Depois de arruinarem a democracia nas regiões que dominam, as milícias do Rio agora dificultam a instalação de empresas de transição energética. É o insulto que se soma à injúria
É o insulto que se soma à injúria. No momento em que o Brasil discute a necessidade de mudar sua matriz energética, adotando fontes sustentáveis como energia solar, descobre-se que há regiões do País que não são capazes de dar esse salto de modernidade porque vivem sob o tacão de grupos mafiosos substitutos de um Estado ausente (e, não raro, cúmplice). E não se trata de qualquer região remota, atrasada e distante do poder estatal, e sim do coração do rico e moderno Rio de Janeiro.
Apesar de toda a estupefação que a notícia causa, não chega a ser uma surpresa. A ascensão meteórica das milícias no Rio fez com que, no curto espaço de quatro anos, de 2017 a 2021, o controle territorial e populacional desses grupos paramilitares superasse a atuação de facções armadas do tráfico de drogas, como mostra o Mapa Histórico dos Grupos Armados no Rio de Janeiro. Impressiona o avanço desse “Estado bandido”, formado basicamente por um exército de policiais e ex-policiais, com o conluio de políticos que eles mesmos ajudam a eleger para acautelar sua operação ilegal.

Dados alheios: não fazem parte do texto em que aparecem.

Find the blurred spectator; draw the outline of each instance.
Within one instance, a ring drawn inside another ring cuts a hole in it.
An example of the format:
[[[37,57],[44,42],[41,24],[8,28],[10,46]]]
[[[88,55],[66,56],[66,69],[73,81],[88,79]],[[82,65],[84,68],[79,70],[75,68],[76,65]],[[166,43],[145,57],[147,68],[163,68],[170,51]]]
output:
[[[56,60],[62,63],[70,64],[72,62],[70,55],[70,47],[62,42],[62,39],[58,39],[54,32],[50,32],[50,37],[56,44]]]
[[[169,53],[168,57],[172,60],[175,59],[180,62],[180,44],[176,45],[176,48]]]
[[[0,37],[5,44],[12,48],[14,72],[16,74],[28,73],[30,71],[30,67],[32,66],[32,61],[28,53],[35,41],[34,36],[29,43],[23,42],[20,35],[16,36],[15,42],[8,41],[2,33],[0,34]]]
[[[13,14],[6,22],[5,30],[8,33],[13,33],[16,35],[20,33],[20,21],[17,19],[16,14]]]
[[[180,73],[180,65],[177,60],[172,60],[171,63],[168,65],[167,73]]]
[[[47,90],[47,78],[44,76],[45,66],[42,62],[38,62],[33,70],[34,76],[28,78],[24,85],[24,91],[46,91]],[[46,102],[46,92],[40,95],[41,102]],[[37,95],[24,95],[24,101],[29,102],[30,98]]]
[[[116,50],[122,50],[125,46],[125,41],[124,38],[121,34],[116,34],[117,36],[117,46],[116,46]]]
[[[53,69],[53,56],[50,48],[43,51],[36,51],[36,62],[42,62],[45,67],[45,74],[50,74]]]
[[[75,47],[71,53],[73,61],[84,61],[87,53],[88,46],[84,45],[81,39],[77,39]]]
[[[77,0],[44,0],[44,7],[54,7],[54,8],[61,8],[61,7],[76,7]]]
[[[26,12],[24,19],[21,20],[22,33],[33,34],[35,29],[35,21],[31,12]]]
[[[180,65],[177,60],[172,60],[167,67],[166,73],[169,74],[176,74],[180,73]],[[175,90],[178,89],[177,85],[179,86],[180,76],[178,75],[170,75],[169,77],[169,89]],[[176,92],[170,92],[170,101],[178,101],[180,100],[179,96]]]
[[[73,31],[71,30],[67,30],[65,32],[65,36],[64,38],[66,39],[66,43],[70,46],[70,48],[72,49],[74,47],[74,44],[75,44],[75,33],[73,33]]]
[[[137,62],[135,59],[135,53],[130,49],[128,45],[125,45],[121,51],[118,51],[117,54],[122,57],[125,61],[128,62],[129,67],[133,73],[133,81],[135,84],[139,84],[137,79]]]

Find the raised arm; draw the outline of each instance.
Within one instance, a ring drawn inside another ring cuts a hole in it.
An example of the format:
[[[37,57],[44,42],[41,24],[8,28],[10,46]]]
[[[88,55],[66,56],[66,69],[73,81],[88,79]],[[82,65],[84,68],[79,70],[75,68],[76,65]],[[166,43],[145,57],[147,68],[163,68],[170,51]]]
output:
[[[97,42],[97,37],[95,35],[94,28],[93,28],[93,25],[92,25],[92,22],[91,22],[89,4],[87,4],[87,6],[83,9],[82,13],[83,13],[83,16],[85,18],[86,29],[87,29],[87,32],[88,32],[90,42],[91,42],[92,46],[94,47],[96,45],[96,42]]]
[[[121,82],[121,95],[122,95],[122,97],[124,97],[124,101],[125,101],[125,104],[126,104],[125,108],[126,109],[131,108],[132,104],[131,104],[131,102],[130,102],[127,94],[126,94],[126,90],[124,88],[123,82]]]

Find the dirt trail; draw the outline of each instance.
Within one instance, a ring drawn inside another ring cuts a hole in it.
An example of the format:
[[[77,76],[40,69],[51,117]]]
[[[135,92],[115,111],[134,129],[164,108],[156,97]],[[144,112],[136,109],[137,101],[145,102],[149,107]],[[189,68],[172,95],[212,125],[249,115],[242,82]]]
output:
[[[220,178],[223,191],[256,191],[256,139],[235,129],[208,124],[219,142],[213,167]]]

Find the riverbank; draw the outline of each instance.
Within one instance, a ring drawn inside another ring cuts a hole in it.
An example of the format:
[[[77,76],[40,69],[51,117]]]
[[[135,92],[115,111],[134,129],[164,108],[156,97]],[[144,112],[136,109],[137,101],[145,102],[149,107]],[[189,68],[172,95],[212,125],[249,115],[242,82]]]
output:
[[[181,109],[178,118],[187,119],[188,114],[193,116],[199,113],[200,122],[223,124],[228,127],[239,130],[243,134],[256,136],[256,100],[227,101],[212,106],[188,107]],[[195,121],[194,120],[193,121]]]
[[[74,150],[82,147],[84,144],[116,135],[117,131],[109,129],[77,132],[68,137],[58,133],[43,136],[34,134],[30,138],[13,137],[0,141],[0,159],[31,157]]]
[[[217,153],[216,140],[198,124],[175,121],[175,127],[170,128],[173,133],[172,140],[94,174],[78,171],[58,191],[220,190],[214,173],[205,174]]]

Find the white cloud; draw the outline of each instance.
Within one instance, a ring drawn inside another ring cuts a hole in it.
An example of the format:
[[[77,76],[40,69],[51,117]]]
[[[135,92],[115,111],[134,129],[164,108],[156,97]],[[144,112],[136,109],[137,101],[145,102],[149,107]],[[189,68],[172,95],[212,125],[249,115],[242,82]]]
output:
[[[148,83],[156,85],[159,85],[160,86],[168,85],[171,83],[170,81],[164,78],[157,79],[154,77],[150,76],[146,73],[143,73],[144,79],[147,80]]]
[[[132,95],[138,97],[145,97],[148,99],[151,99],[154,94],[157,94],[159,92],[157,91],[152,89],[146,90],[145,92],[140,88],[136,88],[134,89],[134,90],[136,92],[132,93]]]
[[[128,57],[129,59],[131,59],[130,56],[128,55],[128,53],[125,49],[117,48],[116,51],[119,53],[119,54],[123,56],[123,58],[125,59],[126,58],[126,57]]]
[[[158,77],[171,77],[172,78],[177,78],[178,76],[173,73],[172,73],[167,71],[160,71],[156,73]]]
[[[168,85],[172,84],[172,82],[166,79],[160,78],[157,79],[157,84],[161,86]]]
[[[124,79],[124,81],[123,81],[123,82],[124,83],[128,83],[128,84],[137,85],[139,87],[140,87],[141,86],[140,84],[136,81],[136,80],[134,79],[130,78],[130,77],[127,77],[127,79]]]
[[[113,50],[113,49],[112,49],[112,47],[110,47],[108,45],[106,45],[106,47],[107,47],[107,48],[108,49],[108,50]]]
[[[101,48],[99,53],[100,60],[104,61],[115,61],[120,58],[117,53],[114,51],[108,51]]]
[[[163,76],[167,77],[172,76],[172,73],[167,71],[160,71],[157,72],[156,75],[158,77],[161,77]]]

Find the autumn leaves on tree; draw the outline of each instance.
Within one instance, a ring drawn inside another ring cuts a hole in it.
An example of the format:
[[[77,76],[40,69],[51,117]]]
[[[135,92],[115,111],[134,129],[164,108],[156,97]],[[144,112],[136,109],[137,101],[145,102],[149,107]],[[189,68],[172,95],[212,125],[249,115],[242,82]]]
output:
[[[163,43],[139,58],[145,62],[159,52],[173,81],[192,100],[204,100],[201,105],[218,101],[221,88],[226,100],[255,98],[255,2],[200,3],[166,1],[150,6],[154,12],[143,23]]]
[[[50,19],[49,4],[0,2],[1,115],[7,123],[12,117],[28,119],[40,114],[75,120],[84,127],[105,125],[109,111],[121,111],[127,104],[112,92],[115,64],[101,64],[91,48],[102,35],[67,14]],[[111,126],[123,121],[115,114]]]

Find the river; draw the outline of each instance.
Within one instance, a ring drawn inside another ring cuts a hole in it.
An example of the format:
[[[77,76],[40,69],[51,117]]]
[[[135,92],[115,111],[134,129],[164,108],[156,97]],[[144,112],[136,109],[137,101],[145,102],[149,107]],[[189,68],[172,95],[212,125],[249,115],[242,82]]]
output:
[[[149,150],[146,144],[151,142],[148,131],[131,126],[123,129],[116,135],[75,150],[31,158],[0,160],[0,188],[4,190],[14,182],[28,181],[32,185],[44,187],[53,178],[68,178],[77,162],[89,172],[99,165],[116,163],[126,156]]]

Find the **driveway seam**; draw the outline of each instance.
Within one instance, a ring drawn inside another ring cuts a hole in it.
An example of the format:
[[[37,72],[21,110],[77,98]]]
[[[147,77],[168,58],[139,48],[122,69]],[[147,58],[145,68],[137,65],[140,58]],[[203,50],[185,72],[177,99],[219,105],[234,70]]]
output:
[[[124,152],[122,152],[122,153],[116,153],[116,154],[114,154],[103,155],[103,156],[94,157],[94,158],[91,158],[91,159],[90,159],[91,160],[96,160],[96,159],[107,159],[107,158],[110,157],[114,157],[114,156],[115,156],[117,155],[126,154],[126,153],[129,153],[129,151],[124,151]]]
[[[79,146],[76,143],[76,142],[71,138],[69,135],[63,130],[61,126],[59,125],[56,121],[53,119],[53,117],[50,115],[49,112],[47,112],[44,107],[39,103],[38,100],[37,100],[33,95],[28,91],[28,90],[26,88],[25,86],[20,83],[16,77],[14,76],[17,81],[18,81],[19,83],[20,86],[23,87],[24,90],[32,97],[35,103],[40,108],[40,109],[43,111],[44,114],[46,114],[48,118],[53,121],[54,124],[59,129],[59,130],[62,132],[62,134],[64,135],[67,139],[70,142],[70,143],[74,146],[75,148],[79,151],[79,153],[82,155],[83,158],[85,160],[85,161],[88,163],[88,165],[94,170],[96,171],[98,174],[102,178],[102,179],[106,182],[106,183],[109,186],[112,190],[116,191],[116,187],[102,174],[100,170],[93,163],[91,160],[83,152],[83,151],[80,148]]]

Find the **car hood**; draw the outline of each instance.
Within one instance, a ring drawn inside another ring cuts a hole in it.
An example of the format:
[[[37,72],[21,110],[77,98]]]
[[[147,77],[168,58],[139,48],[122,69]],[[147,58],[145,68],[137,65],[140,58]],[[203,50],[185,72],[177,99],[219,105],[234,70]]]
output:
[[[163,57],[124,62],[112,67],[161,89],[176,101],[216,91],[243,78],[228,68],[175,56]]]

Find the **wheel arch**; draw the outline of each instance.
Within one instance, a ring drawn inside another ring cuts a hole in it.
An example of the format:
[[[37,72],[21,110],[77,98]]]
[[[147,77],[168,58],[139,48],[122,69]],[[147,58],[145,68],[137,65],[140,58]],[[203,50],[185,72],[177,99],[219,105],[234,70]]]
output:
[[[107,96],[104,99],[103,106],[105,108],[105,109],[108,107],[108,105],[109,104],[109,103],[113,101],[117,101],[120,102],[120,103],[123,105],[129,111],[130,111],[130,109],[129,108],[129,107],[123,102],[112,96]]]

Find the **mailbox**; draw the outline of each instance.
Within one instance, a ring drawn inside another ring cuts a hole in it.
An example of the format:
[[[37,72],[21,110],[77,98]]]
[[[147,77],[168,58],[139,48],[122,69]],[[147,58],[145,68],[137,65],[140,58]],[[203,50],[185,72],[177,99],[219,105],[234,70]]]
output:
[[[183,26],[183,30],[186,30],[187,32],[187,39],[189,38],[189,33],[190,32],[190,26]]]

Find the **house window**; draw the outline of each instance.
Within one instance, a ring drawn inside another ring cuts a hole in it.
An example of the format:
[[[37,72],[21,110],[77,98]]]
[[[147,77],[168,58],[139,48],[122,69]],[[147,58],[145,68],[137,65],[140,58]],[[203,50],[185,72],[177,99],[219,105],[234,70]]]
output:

O mapa, uma iniciativa do Instituto Fogo Cruzado e do Grupo de Estudos dos Novos Ilegalismos da Universidade Federal Fluminense, tenta suprir a lacuna oficial na elaboração de estatísticas tão necessárias ao planejamento de uma política de segurança que de fato se preste a tentar reprimir o avanço da criminalidade organizada.
As milícias são resultado, portanto, da ausência do poder público. E “vendem” ao cidadão serviços como segurança, transporte e habitação, que deveriam ser oferecidos pelo aparato estatal. Por isso, apesar da indignação, não admira que os tentáculos milicianos se estendam agora também aos investimentos do futuro, como a energia sustentável.
Agem neste caso como já atuam na “intermediação” do fornecimento de energia elétrica, gás e TV a cabo, o infame “gatonet”. E o fazem às claras, sem disfarces e sem serem perturbados. Também por meio da intimidação, formam bolsões eleitorais e, em período de campanha política, coagem eleitores a votar em candidatos que se transformam em seus representantes nas Casas Legislativas. E o cerco se fecha. A milícia avança sobre o Estado para que o Estado sustente o crime.
Assim, como escreveu Fernando Gabeira em seu mais recente artigo no Estadão, as milícias já arruinaram a democracia nas regiões que dominam, e agora partem para arruinar a transição energética. Querem condenar seus feudos ao brutal atraso que perpetua seu poder.
Por ora, até onde se sabe, trata-se de um problema circunscrito ao Rio de Janeiro, mas seria ingenuidade considerar que isso vai continuar assim. O modelo miliciano tem potencial de se alastrar com a velocidade de uma praga, como ocorreu, antes, com as facções de traficantes, que deram origem a tantos outros “comandos” pelo Brasil afora. Até mesmo o tráfico foi absorvido pela milícia, que passou a ser denominada “narcomilícia”. E a quantidade de localidades reféns desses salteadores já é maior do que o número de favelas do Rio dominadas pelo tráfico.
A eficiência das milícias na construção de seu poder contrasta com a pusilanimidade das autoridades constituídas. É nesse vácuo que a máfia prospera, deixando a vida de milhares de cidadãos à mercê do arbítrio de marginais. A menos que o Estado brasileiro considere aceitável o florescimento de uma estrutura de governo paralelo, alheia às leis pactuadas democraticamente, é preciso que esses cidadãos tenham ajuda para recobrar seus direitos e poder, junto com os demais compatriotas, participar do progresso do País.